The artists featured in Pick Up Your Cave And Run suggest alternative positions from which to view our notions of home. A fundamental trait that apparently defines man from beast, the strong desire we all have to construct a private space serves as a repository of all manner of things meaningful. Not merely a shelter for sleeping, our “caves” are also a social space and necessary for emotional wellbeing. As our oldest ancestors discovered, caves are great places to store objects of personal relevance.
Bar the occasional ascetic individual (an indulgent position nowadays), we all have a desire to furnish personal space. But space is not only physical. Our contemporary existence as liminal, internet-based ‘social networking’ machines indicates that times are changing and that our perceptions of personal space may also be changing. For many individuals, including the artists in this exhibition, the definition of home is determined more by work and current circumstances than how space is furnished.
Free online services mean that even those among us whom society would like to ignore are now able to exist in multiple social circles off the grid. Of course this is part and parcel of a proviso that one is willing to exist online as a social avatar of oneself. If so, it is quite easy to exist socially with negligible personal contact to anyone in ones sphere of influence. With access to permanent free digital services and land line phones becoming a thing of the past, perhaps we will one of these days no longer be required or in fact want to actually maintain a physical residence?
The relationship between objects and our sense of place is opened up for examination by the artists in this exhibition. Explorations range from our continued obsession with handicrafts to consideration of the urban and natural environment. The role of objects and materials is a central factor in each of these projects.
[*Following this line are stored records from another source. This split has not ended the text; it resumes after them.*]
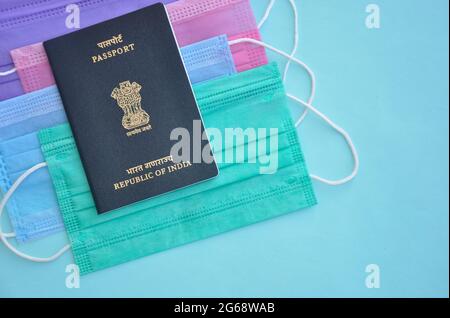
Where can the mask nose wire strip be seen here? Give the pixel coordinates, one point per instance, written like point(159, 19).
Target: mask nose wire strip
point(3, 237)
point(6, 73)
point(318, 113)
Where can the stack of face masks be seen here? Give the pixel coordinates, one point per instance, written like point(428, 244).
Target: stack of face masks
point(240, 196)
point(26, 22)
point(271, 179)
point(193, 21)
point(33, 210)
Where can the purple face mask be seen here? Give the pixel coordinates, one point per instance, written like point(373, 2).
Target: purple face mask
point(24, 22)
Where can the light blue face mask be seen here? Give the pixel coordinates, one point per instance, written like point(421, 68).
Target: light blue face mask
point(208, 59)
point(34, 211)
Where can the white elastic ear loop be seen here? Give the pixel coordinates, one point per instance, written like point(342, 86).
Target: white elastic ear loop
point(311, 74)
point(347, 138)
point(6, 73)
point(310, 107)
point(294, 50)
point(2, 207)
point(296, 34)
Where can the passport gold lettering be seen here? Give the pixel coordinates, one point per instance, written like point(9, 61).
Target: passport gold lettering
point(147, 176)
point(115, 40)
point(113, 53)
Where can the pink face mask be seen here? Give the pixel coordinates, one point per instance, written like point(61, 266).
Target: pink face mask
point(193, 21)
point(196, 20)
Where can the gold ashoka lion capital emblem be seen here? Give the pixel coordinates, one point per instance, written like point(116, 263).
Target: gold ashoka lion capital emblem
point(129, 99)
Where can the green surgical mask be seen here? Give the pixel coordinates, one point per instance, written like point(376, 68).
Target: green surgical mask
point(241, 195)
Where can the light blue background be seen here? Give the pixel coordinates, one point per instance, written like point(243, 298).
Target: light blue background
point(389, 89)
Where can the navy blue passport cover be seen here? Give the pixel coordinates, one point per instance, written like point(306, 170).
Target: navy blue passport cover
point(124, 88)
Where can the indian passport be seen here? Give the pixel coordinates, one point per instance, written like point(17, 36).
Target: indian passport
point(129, 103)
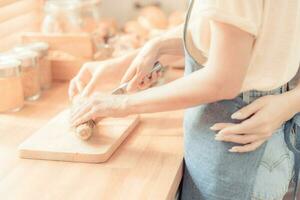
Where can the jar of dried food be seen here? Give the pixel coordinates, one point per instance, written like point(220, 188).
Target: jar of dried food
point(30, 74)
point(45, 64)
point(11, 89)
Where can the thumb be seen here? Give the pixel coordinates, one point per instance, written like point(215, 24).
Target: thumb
point(129, 74)
point(89, 87)
point(246, 111)
point(133, 84)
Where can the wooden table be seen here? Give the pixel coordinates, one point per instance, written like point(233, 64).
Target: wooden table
point(148, 165)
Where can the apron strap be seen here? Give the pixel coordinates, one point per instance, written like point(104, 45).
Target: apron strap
point(289, 127)
point(187, 19)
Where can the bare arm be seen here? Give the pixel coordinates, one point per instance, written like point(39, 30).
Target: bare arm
point(222, 77)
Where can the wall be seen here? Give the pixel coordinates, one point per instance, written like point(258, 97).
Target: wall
point(125, 9)
point(17, 16)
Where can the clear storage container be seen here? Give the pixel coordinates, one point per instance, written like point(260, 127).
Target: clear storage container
point(11, 89)
point(45, 65)
point(30, 74)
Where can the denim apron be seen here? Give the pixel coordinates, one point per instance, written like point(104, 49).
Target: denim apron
point(211, 172)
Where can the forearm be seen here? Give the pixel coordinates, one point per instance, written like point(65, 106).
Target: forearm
point(292, 99)
point(194, 89)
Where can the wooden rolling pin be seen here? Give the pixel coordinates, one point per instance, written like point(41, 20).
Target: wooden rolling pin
point(85, 131)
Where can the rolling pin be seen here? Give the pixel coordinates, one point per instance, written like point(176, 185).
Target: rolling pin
point(85, 131)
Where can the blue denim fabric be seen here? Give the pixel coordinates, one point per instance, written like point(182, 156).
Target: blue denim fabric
point(213, 173)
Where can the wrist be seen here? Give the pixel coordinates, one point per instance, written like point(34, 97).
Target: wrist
point(292, 107)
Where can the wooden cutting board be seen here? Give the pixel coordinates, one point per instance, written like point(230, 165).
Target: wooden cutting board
point(55, 141)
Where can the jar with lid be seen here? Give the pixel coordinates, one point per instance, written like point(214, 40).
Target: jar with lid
point(30, 74)
point(11, 89)
point(44, 63)
point(62, 16)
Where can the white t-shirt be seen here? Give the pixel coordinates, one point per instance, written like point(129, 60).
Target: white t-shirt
point(275, 25)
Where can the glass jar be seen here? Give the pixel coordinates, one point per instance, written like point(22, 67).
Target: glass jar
point(44, 63)
point(11, 89)
point(62, 16)
point(30, 74)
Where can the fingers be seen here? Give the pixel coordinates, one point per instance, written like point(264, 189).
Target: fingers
point(89, 87)
point(85, 117)
point(79, 85)
point(75, 88)
point(247, 111)
point(80, 111)
point(240, 139)
point(248, 126)
point(72, 92)
point(129, 74)
point(248, 147)
point(133, 84)
point(220, 126)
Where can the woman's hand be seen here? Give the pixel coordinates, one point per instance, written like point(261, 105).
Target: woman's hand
point(138, 74)
point(93, 74)
point(261, 119)
point(97, 106)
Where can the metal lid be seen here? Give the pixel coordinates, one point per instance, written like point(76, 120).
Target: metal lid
point(27, 57)
point(9, 67)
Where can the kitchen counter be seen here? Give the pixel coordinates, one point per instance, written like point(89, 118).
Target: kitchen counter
point(148, 164)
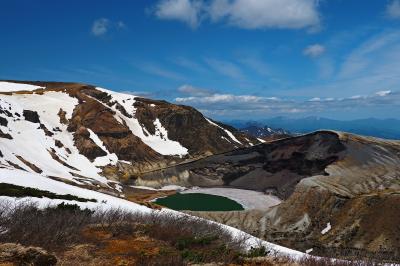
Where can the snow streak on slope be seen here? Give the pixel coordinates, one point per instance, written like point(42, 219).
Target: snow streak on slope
point(226, 131)
point(159, 141)
point(31, 143)
point(33, 180)
point(9, 87)
point(110, 158)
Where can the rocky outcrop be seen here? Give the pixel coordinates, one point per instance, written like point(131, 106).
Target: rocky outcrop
point(275, 167)
point(31, 116)
point(141, 133)
point(347, 208)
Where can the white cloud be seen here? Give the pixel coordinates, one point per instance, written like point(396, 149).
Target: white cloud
point(102, 26)
point(393, 9)
point(230, 105)
point(187, 11)
point(247, 14)
point(256, 65)
point(225, 68)
point(383, 93)
point(257, 14)
point(314, 50)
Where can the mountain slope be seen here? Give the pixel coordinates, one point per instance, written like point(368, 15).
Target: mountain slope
point(88, 135)
point(341, 192)
point(382, 128)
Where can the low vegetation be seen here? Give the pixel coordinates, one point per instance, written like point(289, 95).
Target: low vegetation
point(68, 235)
point(11, 190)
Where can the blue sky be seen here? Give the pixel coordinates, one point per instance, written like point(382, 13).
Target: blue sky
point(229, 58)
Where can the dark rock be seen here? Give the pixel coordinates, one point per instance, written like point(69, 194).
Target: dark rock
point(3, 121)
point(31, 116)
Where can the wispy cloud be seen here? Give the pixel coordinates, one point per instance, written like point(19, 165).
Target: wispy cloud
point(194, 91)
point(225, 68)
point(230, 105)
point(393, 9)
point(189, 64)
point(102, 26)
point(157, 70)
point(314, 50)
point(247, 14)
point(255, 64)
point(186, 11)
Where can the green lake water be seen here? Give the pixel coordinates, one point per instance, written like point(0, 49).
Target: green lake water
point(199, 202)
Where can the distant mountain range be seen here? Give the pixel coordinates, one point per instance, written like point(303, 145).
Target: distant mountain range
point(261, 131)
point(381, 128)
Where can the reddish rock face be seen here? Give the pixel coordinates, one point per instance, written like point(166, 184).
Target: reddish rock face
point(97, 111)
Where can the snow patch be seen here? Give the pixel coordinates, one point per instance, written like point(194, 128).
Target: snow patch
point(110, 158)
point(159, 141)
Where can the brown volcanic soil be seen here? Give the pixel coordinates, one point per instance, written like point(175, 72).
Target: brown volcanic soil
point(358, 194)
point(275, 167)
point(184, 124)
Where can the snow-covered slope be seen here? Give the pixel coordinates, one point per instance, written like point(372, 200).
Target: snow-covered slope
point(89, 136)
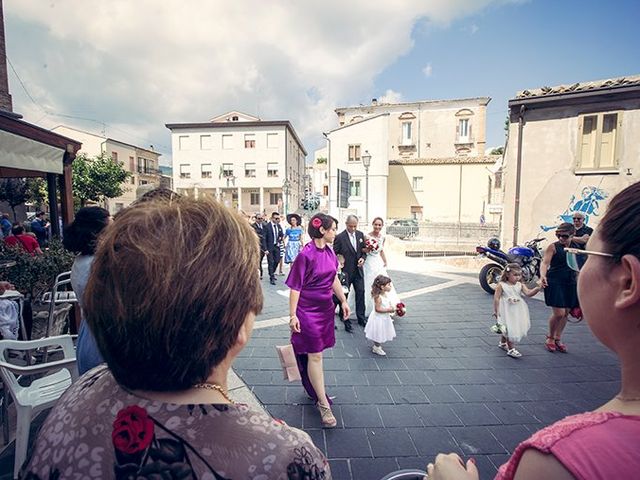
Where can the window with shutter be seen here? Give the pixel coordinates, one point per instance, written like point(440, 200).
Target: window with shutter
point(598, 138)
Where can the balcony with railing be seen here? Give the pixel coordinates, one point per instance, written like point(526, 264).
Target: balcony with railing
point(142, 170)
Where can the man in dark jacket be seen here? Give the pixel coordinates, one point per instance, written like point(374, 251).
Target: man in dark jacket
point(350, 244)
point(258, 226)
point(40, 227)
point(273, 235)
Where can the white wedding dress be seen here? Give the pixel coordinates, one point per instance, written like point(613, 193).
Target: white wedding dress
point(374, 266)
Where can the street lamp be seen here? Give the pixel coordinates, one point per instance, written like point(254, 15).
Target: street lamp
point(366, 162)
point(285, 189)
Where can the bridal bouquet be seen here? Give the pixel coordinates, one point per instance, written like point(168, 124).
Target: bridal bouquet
point(372, 244)
point(499, 328)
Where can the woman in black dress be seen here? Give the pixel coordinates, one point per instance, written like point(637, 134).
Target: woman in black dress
point(560, 286)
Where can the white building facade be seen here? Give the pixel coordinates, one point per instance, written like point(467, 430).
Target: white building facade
point(423, 156)
point(141, 162)
point(246, 163)
point(571, 149)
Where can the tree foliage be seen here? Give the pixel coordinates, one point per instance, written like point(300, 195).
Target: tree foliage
point(34, 275)
point(97, 178)
point(17, 191)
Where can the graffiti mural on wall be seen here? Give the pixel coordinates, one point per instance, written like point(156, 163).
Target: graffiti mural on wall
point(589, 204)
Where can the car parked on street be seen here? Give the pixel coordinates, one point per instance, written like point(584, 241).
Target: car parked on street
point(404, 228)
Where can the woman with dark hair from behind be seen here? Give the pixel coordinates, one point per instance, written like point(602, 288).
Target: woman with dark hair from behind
point(81, 237)
point(170, 311)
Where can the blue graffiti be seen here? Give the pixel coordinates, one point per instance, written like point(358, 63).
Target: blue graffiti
point(589, 204)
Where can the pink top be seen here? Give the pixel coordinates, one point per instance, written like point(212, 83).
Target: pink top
point(593, 445)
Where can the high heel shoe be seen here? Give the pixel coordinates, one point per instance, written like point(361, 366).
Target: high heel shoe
point(328, 420)
point(560, 347)
point(550, 344)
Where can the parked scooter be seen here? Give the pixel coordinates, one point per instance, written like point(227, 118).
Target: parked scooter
point(529, 257)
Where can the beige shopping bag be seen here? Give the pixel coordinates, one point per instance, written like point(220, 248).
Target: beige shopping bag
point(288, 362)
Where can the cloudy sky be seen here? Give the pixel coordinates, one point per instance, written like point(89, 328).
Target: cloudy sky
point(128, 67)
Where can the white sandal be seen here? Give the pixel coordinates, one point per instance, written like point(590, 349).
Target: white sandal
point(513, 353)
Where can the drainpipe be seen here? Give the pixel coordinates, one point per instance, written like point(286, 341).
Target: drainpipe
point(329, 169)
point(516, 213)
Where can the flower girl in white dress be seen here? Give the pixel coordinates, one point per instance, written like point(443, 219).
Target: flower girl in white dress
point(376, 263)
point(510, 309)
point(379, 326)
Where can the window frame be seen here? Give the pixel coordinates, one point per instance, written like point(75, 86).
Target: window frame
point(207, 145)
point(272, 140)
point(226, 172)
point(248, 169)
point(357, 153)
point(460, 138)
point(616, 144)
point(206, 173)
point(357, 185)
point(183, 142)
point(223, 144)
point(249, 140)
point(276, 195)
point(271, 173)
point(406, 141)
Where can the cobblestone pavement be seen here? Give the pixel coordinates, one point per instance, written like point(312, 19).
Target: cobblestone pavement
point(444, 385)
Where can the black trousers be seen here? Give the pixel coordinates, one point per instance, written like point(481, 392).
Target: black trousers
point(273, 259)
point(358, 286)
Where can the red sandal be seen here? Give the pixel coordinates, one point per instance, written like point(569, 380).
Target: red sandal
point(561, 347)
point(551, 346)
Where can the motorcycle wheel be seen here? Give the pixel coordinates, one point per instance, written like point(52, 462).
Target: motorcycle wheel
point(489, 277)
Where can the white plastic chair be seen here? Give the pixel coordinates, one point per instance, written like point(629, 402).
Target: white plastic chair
point(43, 392)
point(59, 294)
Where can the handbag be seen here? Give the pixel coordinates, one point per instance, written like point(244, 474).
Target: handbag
point(288, 362)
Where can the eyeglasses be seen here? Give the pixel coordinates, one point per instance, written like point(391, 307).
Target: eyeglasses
point(575, 257)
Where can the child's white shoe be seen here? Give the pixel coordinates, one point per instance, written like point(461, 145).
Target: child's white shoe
point(378, 351)
point(513, 353)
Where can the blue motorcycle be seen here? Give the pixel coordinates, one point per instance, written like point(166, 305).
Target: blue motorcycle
point(529, 257)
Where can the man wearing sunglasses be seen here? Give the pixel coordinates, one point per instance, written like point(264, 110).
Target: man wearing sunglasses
point(560, 285)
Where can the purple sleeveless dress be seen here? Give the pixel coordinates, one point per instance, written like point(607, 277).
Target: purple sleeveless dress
point(312, 274)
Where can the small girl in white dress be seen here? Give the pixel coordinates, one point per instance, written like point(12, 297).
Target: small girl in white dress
point(379, 326)
point(510, 309)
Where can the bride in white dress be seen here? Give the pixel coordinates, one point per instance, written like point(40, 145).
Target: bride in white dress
point(374, 265)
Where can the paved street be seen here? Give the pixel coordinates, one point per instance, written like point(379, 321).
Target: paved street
point(444, 386)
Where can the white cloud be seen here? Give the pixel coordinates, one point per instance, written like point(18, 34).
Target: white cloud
point(138, 65)
point(390, 96)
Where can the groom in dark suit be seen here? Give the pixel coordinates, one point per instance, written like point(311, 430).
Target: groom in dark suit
point(350, 244)
point(272, 237)
point(259, 227)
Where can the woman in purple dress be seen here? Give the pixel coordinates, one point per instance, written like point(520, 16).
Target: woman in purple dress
point(313, 282)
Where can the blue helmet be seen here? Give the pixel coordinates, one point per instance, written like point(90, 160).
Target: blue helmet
point(494, 243)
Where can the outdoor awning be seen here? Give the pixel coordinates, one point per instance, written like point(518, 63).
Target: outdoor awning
point(26, 154)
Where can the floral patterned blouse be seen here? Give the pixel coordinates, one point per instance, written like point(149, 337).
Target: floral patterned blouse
point(99, 430)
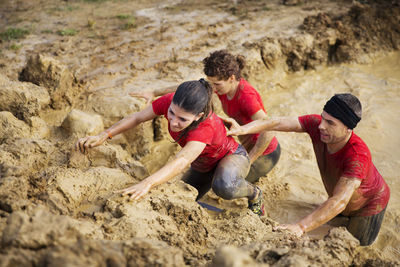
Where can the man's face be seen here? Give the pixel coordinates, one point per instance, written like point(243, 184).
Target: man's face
point(331, 129)
point(222, 87)
point(179, 118)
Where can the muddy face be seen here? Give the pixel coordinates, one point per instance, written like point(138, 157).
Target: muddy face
point(179, 119)
point(333, 131)
point(223, 87)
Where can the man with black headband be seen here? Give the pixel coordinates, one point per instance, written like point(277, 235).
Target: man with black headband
point(354, 186)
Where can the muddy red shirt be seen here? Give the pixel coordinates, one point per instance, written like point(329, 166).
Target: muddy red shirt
point(242, 106)
point(352, 161)
point(211, 131)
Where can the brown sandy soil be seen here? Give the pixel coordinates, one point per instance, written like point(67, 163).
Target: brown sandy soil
point(68, 76)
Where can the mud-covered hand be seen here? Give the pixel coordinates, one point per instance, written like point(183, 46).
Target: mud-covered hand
point(147, 95)
point(136, 191)
point(87, 142)
point(294, 228)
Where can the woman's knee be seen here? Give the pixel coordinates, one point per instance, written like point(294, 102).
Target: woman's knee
point(224, 188)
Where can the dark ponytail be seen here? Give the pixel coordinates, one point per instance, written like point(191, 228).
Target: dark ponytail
point(194, 97)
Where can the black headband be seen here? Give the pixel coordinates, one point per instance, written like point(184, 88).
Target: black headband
point(341, 111)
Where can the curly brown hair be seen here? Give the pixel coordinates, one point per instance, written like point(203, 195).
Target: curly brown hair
point(222, 64)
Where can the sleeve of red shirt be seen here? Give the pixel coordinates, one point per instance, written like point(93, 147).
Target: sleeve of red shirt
point(250, 103)
point(310, 124)
point(203, 133)
point(355, 164)
point(161, 105)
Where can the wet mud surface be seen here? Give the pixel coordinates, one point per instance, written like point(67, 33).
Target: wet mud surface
point(68, 76)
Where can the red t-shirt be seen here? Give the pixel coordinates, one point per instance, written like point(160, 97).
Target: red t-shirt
point(211, 131)
point(352, 161)
point(242, 106)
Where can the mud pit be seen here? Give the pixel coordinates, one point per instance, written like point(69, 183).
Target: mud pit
point(70, 76)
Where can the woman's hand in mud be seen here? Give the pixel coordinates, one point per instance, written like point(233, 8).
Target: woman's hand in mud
point(87, 142)
point(136, 191)
point(233, 127)
point(147, 95)
point(294, 228)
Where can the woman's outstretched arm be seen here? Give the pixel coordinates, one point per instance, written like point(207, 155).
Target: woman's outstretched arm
point(282, 124)
point(181, 161)
point(127, 123)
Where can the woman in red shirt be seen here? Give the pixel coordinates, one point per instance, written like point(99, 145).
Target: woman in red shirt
point(217, 161)
point(241, 102)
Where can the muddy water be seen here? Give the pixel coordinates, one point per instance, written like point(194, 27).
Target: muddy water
point(378, 87)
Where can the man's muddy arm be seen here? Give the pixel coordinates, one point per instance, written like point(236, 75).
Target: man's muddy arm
point(150, 95)
point(283, 124)
point(165, 90)
point(342, 194)
point(127, 123)
point(182, 160)
point(264, 139)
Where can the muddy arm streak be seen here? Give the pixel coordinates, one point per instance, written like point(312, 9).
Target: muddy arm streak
point(333, 206)
point(263, 141)
point(182, 160)
point(132, 121)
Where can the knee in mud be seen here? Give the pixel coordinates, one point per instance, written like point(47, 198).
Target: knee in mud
point(222, 189)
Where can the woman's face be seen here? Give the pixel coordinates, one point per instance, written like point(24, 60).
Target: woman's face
point(179, 118)
point(223, 87)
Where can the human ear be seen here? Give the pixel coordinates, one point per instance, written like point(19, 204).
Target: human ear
point(198, 116)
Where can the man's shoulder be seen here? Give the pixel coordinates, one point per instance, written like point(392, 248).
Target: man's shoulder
point(357, 146)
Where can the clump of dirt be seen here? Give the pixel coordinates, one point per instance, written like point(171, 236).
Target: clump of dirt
point(329, 38)
point(51, 74)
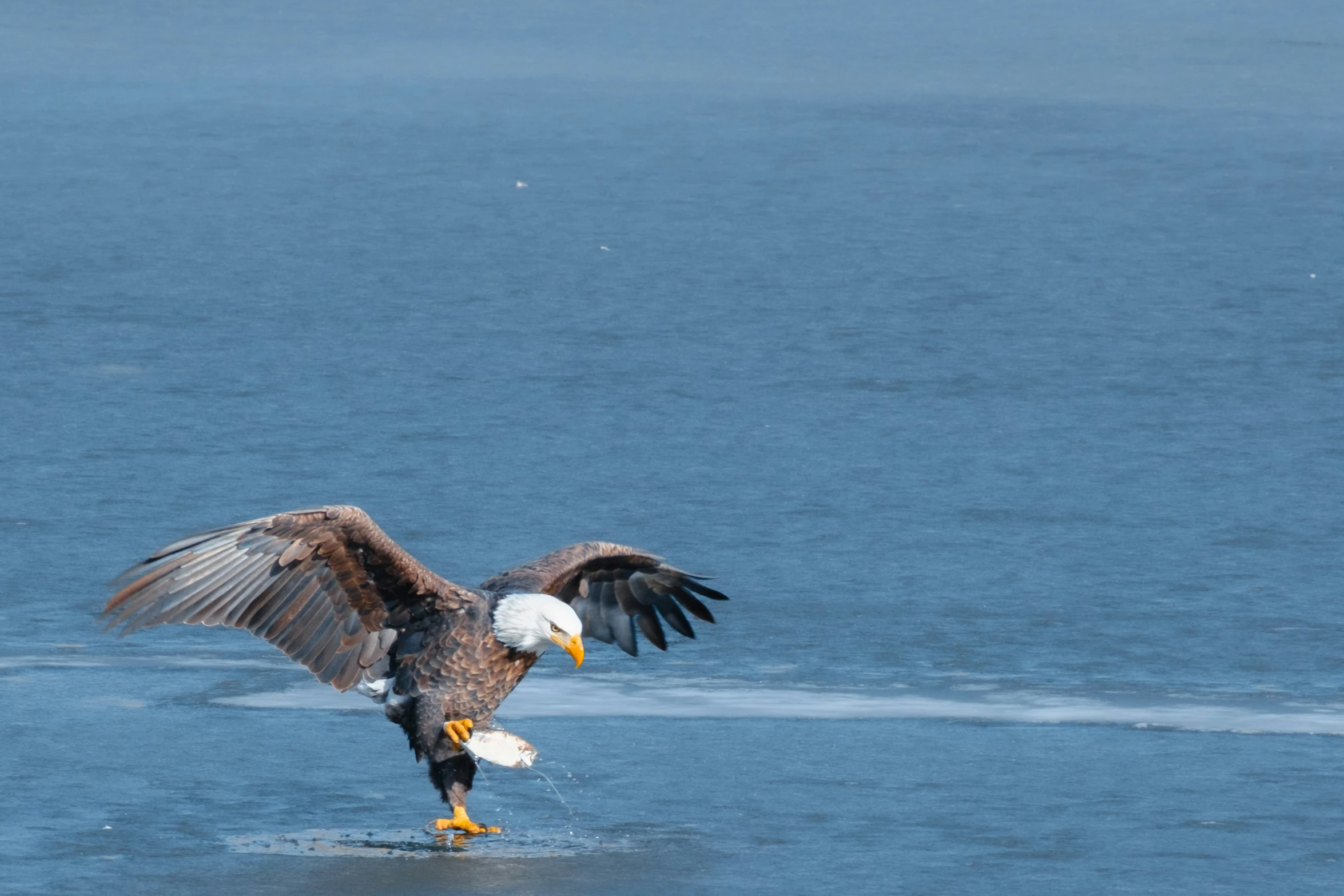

Pick Up Your Cave And Run reflects on domesticity from a generation of New Zealanders who have matured in a rapidly changing post colonial economy.
Matt Blomeley
Pick Up Your Cave And Run features the work of artists Chris Hargreaves, Andrea Du Chatenier, Tim van Dammen, Andrew Rankin, Rachel Bell, Nick Taylor, Kate Barton, and Danielle Clayton and will be on show at RAMP gallery in Hamilton March 18 – April 4, 2008.